AN attempt yesterday by Erongo Governor Cleophas Mutjavikua to intervene in a two-day strike at Rössing and get employees to return to work failed.
The strike is set to enter day its third day today. The workers have brought production to a standstill.
Just before lunch yesterday, the Mineworkers’ Union of Namibia (MUN), the mine management and the regional governor reached an agreement that was meant to resume production at the mine.
However, the workers decided not to budge, saying they were not interested and would not go back to work.
In terms of the failed agreement, all workers would have returned to work immediately and the company would not take disciplinary action against them.
Moreover, the company and MUN branch chairman Ismael Kasuto agreed to find a solution to demands for ‘production incentive’ bonuses within five workdays.

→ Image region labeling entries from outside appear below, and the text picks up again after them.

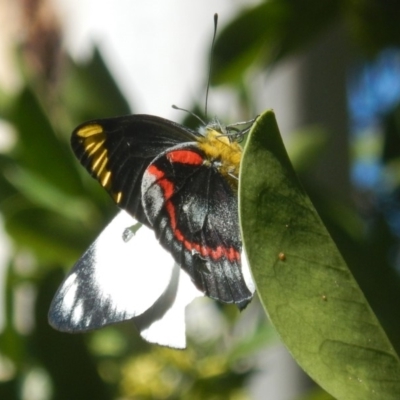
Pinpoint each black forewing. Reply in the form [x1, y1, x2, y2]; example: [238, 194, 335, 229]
[142, 146, 252, 309]
[71, 115, 199, 225]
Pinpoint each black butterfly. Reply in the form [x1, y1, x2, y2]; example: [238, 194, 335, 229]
[50, 115, 254, 347]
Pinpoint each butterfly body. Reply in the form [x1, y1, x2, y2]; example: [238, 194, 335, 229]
[50, 115, 254, 347]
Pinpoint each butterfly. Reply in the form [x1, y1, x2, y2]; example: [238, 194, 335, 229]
[49, 115, 254, 347]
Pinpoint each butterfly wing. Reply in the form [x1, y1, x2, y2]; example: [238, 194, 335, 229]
[71, 115, 199, 225]
[49, 211, 202, 340]
[142, 144, 252, 309]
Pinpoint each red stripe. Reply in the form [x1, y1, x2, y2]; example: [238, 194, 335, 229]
[167, 150, 204, 165]
[147, 162, 240, 262]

Also, a court interdict with which the company threatened yesterday morning was dropped at the eleventh hour with the hope that workers would return to work pending the signing of the now aborted agreement.
The company will “still institute the principle of ‘no work no pay’ for the time the workers have stayed away from work”, Rössing spokesman Jerome Mutumba said yesterday afternoon.
The workers want a N$30 000 production incentive per employee this year.
Ordinary employees allegedly received N$11 000 per worker based on last year’s production, while managers reportedly received from N$50 000 upwards.
Mutumba yesterday said negotiations were continuing.
Asked whether going to court remained on the cards, he said: “We are still exploring all the options. It’s still our preoccupation to get the workers to return [to work].”
He said an assessment of the production loss caused by the strike is yet to be done.